Initially believing all of these refractions of the source light to lead in becoming the Life Equation, it is then realized that the formula itself is a separate power all its own connected directly to the Source. Its power once hidden behind the wall of its namesake had been removed and supplanted within the White Ring utilized by Kyle Rayner to escape it after the seven emotional entities gave themselves to both him and it to replenish the Emotional Reservoir. It is later revealed that Kyle managed to escape with the equation in hand after he reached out into the source itself and unknowingly claimed the equation.

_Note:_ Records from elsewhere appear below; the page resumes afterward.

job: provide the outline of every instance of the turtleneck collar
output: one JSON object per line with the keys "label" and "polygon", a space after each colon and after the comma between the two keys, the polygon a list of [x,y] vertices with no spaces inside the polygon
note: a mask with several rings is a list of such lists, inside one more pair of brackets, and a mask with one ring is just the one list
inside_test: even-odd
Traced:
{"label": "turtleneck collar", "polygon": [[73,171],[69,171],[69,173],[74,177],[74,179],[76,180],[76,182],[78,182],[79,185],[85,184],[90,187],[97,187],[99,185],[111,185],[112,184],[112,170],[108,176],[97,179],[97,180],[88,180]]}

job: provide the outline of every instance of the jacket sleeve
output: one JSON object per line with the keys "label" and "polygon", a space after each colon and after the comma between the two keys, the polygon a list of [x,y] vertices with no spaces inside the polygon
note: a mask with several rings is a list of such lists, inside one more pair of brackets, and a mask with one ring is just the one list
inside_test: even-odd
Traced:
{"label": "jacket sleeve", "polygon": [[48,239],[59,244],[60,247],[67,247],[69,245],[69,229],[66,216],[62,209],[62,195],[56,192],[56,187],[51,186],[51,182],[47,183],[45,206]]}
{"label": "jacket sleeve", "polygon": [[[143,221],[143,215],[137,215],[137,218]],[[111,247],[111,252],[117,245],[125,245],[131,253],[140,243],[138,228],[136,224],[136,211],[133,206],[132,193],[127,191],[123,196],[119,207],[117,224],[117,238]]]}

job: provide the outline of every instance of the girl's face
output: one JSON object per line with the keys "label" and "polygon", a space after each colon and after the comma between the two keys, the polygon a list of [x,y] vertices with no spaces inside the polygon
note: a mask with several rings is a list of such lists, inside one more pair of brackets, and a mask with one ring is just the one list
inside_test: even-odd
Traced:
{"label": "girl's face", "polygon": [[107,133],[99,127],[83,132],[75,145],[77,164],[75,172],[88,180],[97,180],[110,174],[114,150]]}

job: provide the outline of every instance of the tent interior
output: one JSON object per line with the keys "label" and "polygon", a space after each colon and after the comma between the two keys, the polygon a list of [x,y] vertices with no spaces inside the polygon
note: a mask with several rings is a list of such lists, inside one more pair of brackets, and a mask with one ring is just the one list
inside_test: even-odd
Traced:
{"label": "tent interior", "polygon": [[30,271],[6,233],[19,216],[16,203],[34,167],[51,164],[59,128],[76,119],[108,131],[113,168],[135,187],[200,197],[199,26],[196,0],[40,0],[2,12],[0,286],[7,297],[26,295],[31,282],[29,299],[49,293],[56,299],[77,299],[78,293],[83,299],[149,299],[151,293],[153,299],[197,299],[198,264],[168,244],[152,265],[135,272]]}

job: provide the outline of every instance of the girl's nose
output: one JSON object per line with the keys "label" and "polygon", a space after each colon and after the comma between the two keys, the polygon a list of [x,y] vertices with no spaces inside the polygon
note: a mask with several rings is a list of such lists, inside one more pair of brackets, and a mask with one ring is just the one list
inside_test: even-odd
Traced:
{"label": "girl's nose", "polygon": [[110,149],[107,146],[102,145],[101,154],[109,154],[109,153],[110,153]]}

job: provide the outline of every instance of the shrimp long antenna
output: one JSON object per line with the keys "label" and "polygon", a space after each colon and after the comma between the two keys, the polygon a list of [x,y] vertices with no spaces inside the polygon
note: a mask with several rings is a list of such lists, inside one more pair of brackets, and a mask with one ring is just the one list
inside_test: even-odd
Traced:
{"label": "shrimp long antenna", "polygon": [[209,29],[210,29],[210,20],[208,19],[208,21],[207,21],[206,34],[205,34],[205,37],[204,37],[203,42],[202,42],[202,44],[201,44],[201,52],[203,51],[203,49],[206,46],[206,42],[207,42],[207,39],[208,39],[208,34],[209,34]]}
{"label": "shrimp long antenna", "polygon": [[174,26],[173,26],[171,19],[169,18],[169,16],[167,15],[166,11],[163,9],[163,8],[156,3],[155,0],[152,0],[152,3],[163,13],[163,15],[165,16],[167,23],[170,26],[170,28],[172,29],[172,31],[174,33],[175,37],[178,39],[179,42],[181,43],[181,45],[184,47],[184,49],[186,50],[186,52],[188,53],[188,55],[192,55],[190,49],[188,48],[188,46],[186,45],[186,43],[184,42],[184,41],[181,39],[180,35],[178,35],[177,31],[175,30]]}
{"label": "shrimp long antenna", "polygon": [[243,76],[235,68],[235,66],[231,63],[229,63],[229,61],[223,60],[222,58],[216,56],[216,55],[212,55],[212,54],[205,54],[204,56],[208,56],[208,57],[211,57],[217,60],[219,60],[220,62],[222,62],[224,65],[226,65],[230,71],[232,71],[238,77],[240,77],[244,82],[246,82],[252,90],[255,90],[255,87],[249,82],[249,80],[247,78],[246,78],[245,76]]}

Once claimed, the Life Equation has the power to redefine reality.

The Life Equation was split into seven parts and placed into Kyle's and six newly created White Power rings. These seven rings can be brought together to restore the Life Equation if needed, but until then, the White Lantern Corps protects the equation.

==Other realities==

- The Anti-Life Equation appears in the Elseworlds graphic novel Superman: The Dark Side. Jor-El gives it to his son Kal-El before Krypton's destruction so he could use it to subjugate Earth and create a new Krypton. However, Kal-El instead lands on Apokolips, where Darkseid finds him and claims the Equation for himself.
- The Anti-Life Equation appears in Superman and Batman: World's Funnest.
- The Anti-Life Equation appears in DCeased. Darkseid summons the Black Racer to help claim the Equation from Cyborg, inadvertently transforming it into a zombie-like virus.

==In other media==
===Television===

- The Anti-Life Equation appears in the DC Animated Universe series Superman: The Animated Series, Justice League, and Justice League Unlimited. Throughout his appearances, Darkseid seeks the Equation to remake the universe in his image. In the Justice League Unlimited finale "Destroyer", Darkseid attacks Earth, but is stopped by Lex Luthor, who uses the Anti-Life Equation on him. This absorbs them both into the Source Wall.
- The Anti-Life Equation appears in the tenth season of Smallville.
- The Anti-Life Equation appears in the DC Super Hero Girls episode "My So Called Anti-Life". Darkseid, posing as a human math teacher, tricks the Super Hero Girls into solving the Anti-Life Equation for him by putting it on a test. With the completed equation, Darkseid begins transforming Earth's population into duplicates of himself. Batgirl, Harley Quinn, Bumblebee, and Raven manage to reverse the effects by reminding the people of who they really are, which they refer to as "introducing new variables to the equation to change the answer".
- The Anti-Life Equation appears in the Teen Titans Go! episode "Two Parter".
- The Anti-Life Equation appears in the Justice League Action episode "It'll Take a Miracle!".
- The Anti-Life Equation appears in Young Justice. Throughout the third season, Young Justice: Outsiders, Granny Goodness attempts to access the Anti-Life Equation. In the episodes "Antisocial Pathologies" and "Terminus", Goodness uses Halo to access the Equation, intending to spread its influence across the universe. In the episode "Into the Breach", Victor Stone rescues Halo, allowing the Team to stop Goodness.
- The Anti-Life Equation appears in the Supergirl episode "The Bottle Episode".
- The Anti-Life Equation appears in Kite Man: Hell Yeah!. Throughout the series, Darkseid attempts to obtain the Equation, only for it to be transferred into the Queen of Fables' spellbook and taken into Martian Manhunter's possession.

===Film===
The Anti-Life Equation appears in Zack Snyder's Justice League.

===Video games===
The Anti-Life Equation appears in Lego DC Super-Villains.